C. La protection des bases de données
Dans une économie de l'information, les données de l'entreprise sont stratégiques. Les bases de données bénéficient ainsi d'une double protection.
L'architecture de la base – c'est-à-dire l'organisation, la structuration et le classement des données – est protégée par le droit d'auteur à condition qu'elle soit originale. Article L. 112-3 du CPI, le droit reconnaît la protection des dispositions du droit d’auteur aux personnes qui, « par le choix ou la disposition des matières, constituent des créations intellectuelles ». Le créateur de la base de données est titulaire des droits moraux et patrimoniaux, et il peut agir sur les terrains de la concurrence déloyale et de la contrefaçon en cas de violation de son droit par un tiers.
Le contenu de la base de données, quant à lui, bénéficie d'une protection spécifique et adaptée par le droit : ce droit, dit « sui generis », permet au créateur de la base de faire sanctionner le pillage de son contenu par un tiers, afin de garantir la rentabilité des investissements qu'il a réalisés pour la créer et l'alimenter. Ainsi, tout tiers qui procéderait soit à l'extraction d'une partie substantielle de la base de données, soit à une extraction systématique et répétée, peut être sanctionné sur les fondements de la concurrence déloyale et de la contrefaçon.
D. La création d'actifs immatériels par les salariés
La question se pose de savoir à qui est reconnue la titularité des droits, et
donc la protection, quand l'actif immatériel a été créé
par un salarié de l'entreprise.
Un actif immatériel est propriété (droits patrimoniaux) de l’entreprise lorsque :
- Il a été créé par un ou plusieurs salariés dans l’exercice de leurs fonctions.

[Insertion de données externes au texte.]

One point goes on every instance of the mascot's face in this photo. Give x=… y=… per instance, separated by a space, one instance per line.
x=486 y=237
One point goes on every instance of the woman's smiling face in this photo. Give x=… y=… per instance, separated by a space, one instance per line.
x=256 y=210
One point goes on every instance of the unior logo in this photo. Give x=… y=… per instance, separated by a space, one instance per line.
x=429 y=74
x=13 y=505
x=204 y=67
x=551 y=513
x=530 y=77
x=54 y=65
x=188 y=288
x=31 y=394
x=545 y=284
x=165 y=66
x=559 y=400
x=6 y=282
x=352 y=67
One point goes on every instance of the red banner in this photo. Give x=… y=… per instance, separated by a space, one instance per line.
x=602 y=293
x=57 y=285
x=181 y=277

- Il a été créé par un ou plusieurs salariés d’après les instructions de leur employeur.
En principe, le droit d'auteur est reconnu à celui qui a créé l'œuvre (site Internet, base de données). Ainsi, même dans le cadre du contrat de travail, c'est le salarié qui a créé l'actif immatériel qui bénéficie du droit d'auteur. Il sera alors nécessaire, pour l'employeur, de procéder à l'acquisition des droits patrimoniaux, gratuitement ou contre rémunération. En revanche, les droits moraux ne peuvent pas être cédés par le salarié à l'entreprise.
Le Code de la propriété intellectuelle prévoit cependant une exception importante pour les logiciels créés par les salariés, pendant leur temps de travail et dans le cadre de la mission qui leur est confiée par leur employeur : dans ce cas, l'entreprise bénéficie de la dévolution automatique des droits patrimoniaux sur le logiciel. Le salarié demeure propriétaire du droit moral sur le logiciel.